There is lot more to Vijay’s batting than his unconventional cover drives, like his art of leaving. In 2016, when he did not miss many Test matches, he had the highest percentage of leaves in world cricket. Somehow, evading all this, his plonking drives remain a highlight. Saturday was no different.
On a perfectly paced wicket, Vijay displayed the best of his drives on his return to international cricket after a break of eight months. He kept the best for starters, where he parked his foot towards the fifth stump and used his lovely wrists to drill the ball onto the ground to start the proceedings for India. What followed was a display of what fits the definition of pleasing to the eye. Couple of overs later, Gamage was driven twice, once to the right and then to the left of cover.
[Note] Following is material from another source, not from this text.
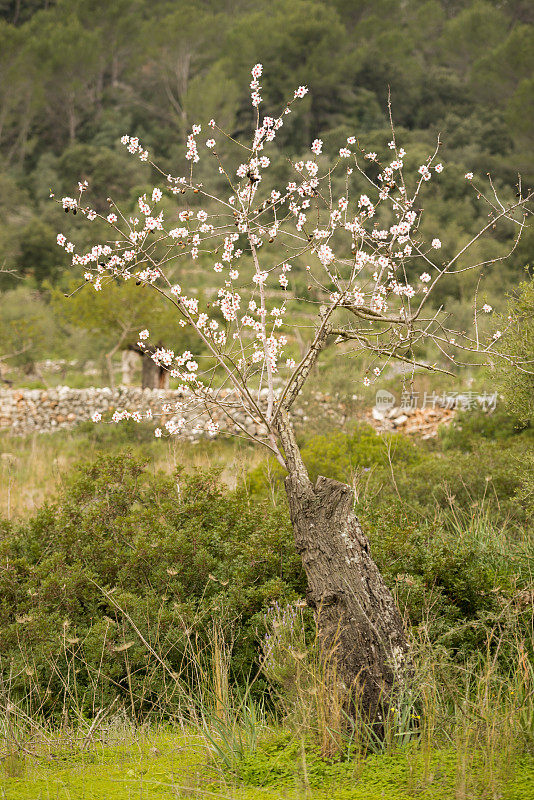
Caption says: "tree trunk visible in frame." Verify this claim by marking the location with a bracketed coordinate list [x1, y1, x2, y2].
[141, 353, 169, 389]
[121, 350, 139, 386]
[279, 414, 409, 729]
Vijay had arrived - India’s premiere opener, who was pushed as the third option because of injuries, meant business.
When the spinners came on, he had already made up his mind to up the ante. He greeted off-spinner Dilruwan Perera with another thunderous drive through covers and when the Sri Lankan overcompensated, he punched him past point for a couple.
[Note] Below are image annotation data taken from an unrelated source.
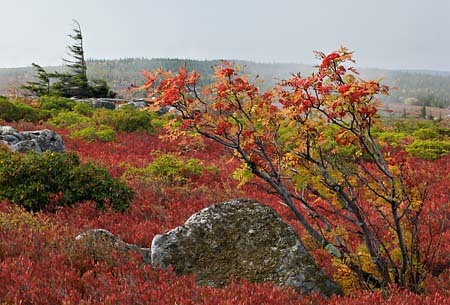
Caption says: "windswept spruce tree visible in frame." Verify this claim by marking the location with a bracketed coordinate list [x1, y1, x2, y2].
[22, 19, 116, 98]
[142, 48, 442, 292]
[22, 63, 50, 96]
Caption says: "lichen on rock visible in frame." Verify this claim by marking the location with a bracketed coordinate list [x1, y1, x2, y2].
[151, 200, 341, 295]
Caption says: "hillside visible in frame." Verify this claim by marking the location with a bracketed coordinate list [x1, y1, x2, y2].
[0, 58, 450, 108]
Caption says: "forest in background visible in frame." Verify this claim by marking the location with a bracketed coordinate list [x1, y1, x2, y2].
[0, 58, 450, 108]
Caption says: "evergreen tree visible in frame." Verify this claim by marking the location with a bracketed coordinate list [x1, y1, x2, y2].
[57, 19, 90, 97]
[22, 63, 50, 96]
[419, 104, 427, 119]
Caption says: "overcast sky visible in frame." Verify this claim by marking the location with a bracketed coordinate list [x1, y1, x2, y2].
[0, 0, 450, 71]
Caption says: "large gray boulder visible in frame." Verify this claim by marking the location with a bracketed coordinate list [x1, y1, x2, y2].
[151, 200, 341, 295]
[0, 126, 64, 153]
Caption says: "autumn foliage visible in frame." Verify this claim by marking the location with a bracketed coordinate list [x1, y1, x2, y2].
[0, 50, 450, 305]
[143, 48, 448, 292]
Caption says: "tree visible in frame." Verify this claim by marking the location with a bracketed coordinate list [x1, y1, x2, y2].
[141, 48, 446, 291]
[56, 19, 90, 97]
[22, 63, 50, 96]
[23, 19, 116, 98]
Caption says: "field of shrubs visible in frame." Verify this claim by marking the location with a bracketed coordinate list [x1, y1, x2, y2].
[0, 96, 450, 305]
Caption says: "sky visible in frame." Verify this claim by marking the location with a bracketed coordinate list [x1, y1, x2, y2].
[0, 0, 450, 71]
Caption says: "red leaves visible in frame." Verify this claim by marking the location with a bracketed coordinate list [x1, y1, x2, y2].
[216, 121, 232, 135]
[320, 52, 340, 69]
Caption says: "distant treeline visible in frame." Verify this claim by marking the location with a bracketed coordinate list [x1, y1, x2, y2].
[0, 58, 450, 108]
Vijay drives through the covers. (Photo: BCCI)
His driving is not flawless by any means. The gap between bat and pad often tempts the opposition captain to station catchers at unusual positions. Dinesh Chandimal’s short-mid on ploy would have earned him the moment of the day tag had Dilruwan Perera held on to Vijay’s miscued on-drive when he was batting on 61 – the story of Day 2 could have been a lot different. Vijay’s return would not have been so sweet, for his most favoured drive would have brought his downfall. But the stars were shining bright on the Indian opener.
He doesn’t need the stars every time. Banking on the same uppish drives and wristy flicks, complimented by a good sense of where his off stump is, Vijay had batted an entire day against James Anderson and Stuart Broad in Trent Bridge on his way to his maiden overseas hundred in 2014. Trent Bridge was no fluke, he proved later at Adelaide and then in Brisbane. Even there, a few of his drives were air-bound but he continues to back his natural style.
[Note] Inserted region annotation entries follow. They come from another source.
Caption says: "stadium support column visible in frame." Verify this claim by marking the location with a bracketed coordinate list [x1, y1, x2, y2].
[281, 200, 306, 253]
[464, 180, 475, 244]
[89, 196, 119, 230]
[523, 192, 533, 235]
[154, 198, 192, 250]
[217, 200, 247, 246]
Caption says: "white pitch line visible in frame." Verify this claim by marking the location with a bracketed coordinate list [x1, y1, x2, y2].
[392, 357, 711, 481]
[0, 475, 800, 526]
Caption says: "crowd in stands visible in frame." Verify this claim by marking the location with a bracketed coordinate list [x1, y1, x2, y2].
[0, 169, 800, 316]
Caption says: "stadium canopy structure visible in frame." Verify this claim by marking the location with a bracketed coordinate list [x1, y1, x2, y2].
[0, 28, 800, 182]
Vijay’s 128-run knock against a far less challenging Sri Lankan bowling attack than the ones he had faced in Australia and England, was not his best but it was more than enough to perhaps stop the musical chairs for the opener’s slot, especially for the upcoming South Africa tour.
"I am a person who doesn't like to overthink too much till I see that particular ground or venue. I don't want to have pre-conceived ideas and plans. I like to take things as it comes,” Vijay might have said after his hundred but the larger picture cannot be avoided. It is a given that the Lankans are a trial run for the much fiercer Proteas and India needs their openers more than anything else to turn the tables against the likes of Steyn, Rabada and Morkel.
KL Rahul is scoring, so is Shikhar Dhawan but Murali Vijay’s name should be the first one ticked when India travels to South Africa. His style of batting, his approach against the new ball or his effortless handling of the spinners makes him a perfect package as an opener. After all, he hasn’t joined Sunil Gavaskar and Virender Sehwag in the list of Indian openers to have scored 10 or more Test hundreds for nothing.